March is National Nutrition Month, and this year’s theme, “Discover the Power of Nutrition,” brings the following question to mind: Who can access this power?
We know that nutritious foods can prevent and treat chronic conditions, like diabetes, and can lower healthcare costs, but access to fresh, healthy food has not been equitably available to all. The common term “food desert” has been corrected to “food apartheid” by food justice activists, like Dara Cooper and BILPOC communities who have been most affected, to more accurately describe the inequitable distribution of food access caused by historical and intentional racist and classist policies. This reality is rooted in a legacy of redlining and disinvestment that shapes where grocery stores are located and the kinds of food options available in stores.
Upcoming federal changes to the Supplemental Nutrition Assistance Program (SNAP) will compound these structural barriers and continue to threaten access to healthy food for many residents and families in the HCF service region.
Today, we also recognize Trans Day of Visibility, and visibility in health data matters, too.

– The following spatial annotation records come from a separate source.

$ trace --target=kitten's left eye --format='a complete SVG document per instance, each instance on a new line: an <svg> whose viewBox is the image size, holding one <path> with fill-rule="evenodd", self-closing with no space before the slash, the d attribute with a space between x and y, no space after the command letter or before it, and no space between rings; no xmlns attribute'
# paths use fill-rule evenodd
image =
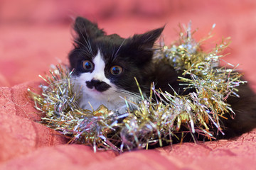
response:
<svg viewBox="0 0 256 170"><path fill-rule="evenodd" d="M123 70L122 68L119 66L113 66L110 69L110 72L114 76L117 76L117 75L120 74L122 73L122 70Z"/></svg>
<svg viewBox="0 0 256 170"><path fill-rule="evenodd" d="M82 62L82 67L85 71L91 71L93 69L93 64L90 61L85 60Z"/></svg>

Transgender adults are 2.5 times more likely to experience food insecurity than cisgender adults in America, and more than twice as many report barriers beyond food access, including simply not being able to leave home to buy food. These statistics likely undercount reality, as most hunger research measures food insecurity across the LGBTQIA+ community broadly, but trans-specific experiences are not fully understood and are missing from data used to design food and other health programs. This is where the structural issue lies, because when populations are not counted, they are not resourced.
Hunger is not just a food access or poverty issue—it is the result of cumulative structural factors that were not designed with everyone in mind. An individual’s health outcomes and life expectancy are impacted by factors such as transportation barriers that make a quick grocery run impossible, language barriers that exclude non-English speakers from understanding public benefits, and housing instability that makes cooking healthy foods difficult. This is how the social and structural determinants of health intersect and how their harmful effects build on each other.
But when communities organize to find and implement solutions together, their effects can also build on each other.
Across the HCF region, our grantee partners are doing the work of building a food system that reflects what communities need to thrive—from Life is Work’s Food Pantry filling the gaps from missed SNAP benefits, to the Forty Acres Fresh Market, a part of Austin Coming Together’s Austin Eats Coalition, making fresh produce available in the Austin neighborhood, to Beyond Hunger, who served a record-high amount of community members in 2025 and now plans to expand their space in 2026, to Dion Dawson, Founder & CEO at Dion’s Chicago Dream, sitting on the Federal Advisory Committee for Urban Agriculture and Innovative Production and fighting hunger at the federal level. Healthy Communities Foundation is proud to be part of that ecosystem.
Discovering the power of nutrition means ensuring everyone in our service region can access that power.